Васька пас коз, я пас козлят. С мая по сентябрь, конечно. В каникулы.

В рабочей обстановке мы не могли встречаться, хотя производственная необходимость в том и была. Сбежись наши стада, это чревато… Вернутся козы домой без молока.

У Васькиных коз и у моих козлят были прямые родственные связи. Как говорил Васька, это была кругом сплетённая родня.

Однако в обед, когда наши табунки порознь дремали в прохладе придорожных ёлок, мы с Васькой сходились на бугре. Третьим из начальства был Пинок, важный Васькин пёс с добрым лицом. Всегда держался он справа от Васьки. Был его правой рукой.

Козы были по одну сторону бугра, козлята по другую. Они не видели друг друга. Зато мы с Васькой видели и тех и других. У хорошего пастуха четыре глаза! И если уж они паче чаяния кинутся на сближение, им другого пути нет, как только через наши трупы.

Ну разве мы допустим их воссоединения?

И вот однажды в один из таких обеденных перерывов – было это в воскресенье тринадцатого июля 1952 года – мы сошлись. Запив полбуханки глиноподобного кукурузного хлеба литром кипячёного молока из зеленой бутыли, посоловелый Васька – а было так парко, что, казалось, плавились мозги, – разморенно вставил себе на десерт в угол губ папироску. С небрежным великодушием подал и мне.

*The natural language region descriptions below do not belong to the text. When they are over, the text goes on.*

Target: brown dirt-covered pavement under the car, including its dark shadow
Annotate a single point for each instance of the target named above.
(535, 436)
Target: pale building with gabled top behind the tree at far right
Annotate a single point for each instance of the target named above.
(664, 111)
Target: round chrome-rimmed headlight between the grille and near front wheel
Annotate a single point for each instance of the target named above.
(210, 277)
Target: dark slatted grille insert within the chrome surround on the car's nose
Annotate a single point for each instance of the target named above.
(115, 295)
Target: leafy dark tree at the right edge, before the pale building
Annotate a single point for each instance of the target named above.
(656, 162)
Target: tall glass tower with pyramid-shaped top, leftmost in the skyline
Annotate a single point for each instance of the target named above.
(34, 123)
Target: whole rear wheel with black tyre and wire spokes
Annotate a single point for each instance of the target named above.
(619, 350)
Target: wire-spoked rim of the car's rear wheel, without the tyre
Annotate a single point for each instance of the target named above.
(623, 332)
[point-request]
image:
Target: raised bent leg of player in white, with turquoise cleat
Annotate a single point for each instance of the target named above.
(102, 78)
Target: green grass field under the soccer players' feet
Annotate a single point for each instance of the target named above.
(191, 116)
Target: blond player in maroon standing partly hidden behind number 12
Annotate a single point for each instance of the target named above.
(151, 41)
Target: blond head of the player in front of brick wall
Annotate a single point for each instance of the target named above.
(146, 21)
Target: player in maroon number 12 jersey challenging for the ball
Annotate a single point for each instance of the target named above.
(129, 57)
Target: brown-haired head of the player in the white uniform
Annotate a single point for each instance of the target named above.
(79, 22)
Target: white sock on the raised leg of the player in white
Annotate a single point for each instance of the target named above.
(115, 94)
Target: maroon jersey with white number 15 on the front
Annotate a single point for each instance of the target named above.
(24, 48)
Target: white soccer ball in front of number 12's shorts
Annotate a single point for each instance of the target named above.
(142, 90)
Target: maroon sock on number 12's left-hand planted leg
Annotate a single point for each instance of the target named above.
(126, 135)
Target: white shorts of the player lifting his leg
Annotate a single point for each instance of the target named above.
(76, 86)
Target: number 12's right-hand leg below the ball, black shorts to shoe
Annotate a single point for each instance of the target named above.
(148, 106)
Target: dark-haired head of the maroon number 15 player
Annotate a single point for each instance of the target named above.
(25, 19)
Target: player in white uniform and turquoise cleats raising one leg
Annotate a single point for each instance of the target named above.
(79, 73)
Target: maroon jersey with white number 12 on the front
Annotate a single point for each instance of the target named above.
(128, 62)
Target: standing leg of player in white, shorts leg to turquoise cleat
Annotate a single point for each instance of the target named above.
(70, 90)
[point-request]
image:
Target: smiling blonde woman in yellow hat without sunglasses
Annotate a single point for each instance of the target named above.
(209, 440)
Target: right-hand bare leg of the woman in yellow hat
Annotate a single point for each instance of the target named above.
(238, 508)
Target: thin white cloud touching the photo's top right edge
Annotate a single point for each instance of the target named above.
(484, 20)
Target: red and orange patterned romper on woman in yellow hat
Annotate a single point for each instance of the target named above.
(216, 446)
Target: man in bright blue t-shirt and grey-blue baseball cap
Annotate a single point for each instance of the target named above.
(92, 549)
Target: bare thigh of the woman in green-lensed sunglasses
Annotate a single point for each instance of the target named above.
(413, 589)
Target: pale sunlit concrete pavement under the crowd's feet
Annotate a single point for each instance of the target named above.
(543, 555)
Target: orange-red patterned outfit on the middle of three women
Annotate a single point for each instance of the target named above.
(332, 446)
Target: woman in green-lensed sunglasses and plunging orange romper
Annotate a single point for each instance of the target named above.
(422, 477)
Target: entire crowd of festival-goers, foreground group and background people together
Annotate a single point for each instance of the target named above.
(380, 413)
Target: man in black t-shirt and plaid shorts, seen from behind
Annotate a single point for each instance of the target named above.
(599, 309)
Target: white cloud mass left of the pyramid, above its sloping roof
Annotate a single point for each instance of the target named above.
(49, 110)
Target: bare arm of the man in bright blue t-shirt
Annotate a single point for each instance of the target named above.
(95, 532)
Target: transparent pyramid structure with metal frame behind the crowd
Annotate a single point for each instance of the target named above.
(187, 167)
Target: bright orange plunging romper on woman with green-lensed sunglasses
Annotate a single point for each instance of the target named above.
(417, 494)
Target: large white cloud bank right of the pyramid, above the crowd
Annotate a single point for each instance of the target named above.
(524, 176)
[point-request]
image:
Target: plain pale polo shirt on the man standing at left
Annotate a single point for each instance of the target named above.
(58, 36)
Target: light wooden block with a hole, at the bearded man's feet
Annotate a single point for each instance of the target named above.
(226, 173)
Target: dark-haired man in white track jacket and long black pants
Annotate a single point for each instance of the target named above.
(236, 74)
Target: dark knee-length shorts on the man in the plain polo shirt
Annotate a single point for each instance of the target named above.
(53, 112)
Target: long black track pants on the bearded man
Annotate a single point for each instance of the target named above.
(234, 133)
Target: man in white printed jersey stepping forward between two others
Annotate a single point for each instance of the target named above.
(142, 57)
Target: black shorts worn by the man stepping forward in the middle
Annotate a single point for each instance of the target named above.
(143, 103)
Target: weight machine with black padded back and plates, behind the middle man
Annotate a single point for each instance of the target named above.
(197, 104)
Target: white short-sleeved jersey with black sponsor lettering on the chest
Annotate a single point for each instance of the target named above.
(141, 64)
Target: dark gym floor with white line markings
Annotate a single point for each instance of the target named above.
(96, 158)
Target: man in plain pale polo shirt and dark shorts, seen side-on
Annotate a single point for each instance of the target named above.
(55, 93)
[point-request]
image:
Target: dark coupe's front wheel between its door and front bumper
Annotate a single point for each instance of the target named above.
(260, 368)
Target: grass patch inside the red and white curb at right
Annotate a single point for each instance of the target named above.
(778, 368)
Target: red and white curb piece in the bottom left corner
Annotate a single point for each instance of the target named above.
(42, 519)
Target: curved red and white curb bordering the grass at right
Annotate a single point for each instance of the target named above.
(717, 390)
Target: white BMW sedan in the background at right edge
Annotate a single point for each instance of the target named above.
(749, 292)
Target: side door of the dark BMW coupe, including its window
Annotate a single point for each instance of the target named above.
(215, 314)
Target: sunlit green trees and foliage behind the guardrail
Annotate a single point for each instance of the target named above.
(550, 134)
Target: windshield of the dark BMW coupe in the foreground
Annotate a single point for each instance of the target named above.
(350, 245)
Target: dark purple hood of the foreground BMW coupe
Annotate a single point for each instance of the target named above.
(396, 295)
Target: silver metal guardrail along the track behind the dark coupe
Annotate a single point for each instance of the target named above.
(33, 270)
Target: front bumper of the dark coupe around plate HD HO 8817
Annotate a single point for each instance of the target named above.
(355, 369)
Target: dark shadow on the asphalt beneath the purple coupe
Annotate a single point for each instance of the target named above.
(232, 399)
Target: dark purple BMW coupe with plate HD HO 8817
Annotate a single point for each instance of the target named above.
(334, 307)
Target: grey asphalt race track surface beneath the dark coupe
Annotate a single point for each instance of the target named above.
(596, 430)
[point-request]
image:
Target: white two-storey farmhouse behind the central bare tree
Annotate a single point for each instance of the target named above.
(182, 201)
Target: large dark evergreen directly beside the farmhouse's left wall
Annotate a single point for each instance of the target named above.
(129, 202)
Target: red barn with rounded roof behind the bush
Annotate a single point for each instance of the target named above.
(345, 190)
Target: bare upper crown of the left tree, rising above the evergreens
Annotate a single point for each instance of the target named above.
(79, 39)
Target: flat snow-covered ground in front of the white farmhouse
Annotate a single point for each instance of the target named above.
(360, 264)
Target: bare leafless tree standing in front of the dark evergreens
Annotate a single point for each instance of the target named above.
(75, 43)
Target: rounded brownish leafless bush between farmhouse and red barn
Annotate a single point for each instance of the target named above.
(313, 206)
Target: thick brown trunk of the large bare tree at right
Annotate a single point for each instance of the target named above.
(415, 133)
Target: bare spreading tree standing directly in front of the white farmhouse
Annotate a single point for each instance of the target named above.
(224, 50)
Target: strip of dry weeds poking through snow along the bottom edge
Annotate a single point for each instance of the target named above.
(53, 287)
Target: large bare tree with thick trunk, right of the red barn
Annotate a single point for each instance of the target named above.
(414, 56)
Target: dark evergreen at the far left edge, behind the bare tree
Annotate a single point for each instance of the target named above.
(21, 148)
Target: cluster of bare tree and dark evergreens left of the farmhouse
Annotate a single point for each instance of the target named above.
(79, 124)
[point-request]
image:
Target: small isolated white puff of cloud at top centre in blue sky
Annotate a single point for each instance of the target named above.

Я в страхе попятился. Спрятал руки за спину.

– Ты чего? – удивился Васька. – Кто от царского угощенья отпрыгивает по воскресеньям?

– Я не к-кур-рю… – промямлил я оправдательно.

– А-а! – присвистнул Васька. – Вон оно что! Мамкин сосунчик! Долго ж тебя с грудного довольства не спихивают. Сколько тебе?

– Тринадцать.

– Уже всейно тринадцать! – Васька в панике пошатал головой. – Какой ужас!.. Во! – Васька щёлкнул пальцем по газете, в которую был завернут оставшийся после обеда шмат чахоточно-желтого кукурузного хлеба кирпичиком. – Вон шестилетний индонезийский шкеток Алди Ризал в день выкуривает по сорок сигаретин! Учись! О мужик! А ты?.. Тоскливый ты кисляй…

Васька лениво мазнул меня пальцем по губам.

Брезгливо осмотрел подушечку пальца. Вытер о штаны.

– Мда-а… Молочко ещё не обсохло. Мажется, – трагически констатировал он. – Несчастный сосунчик!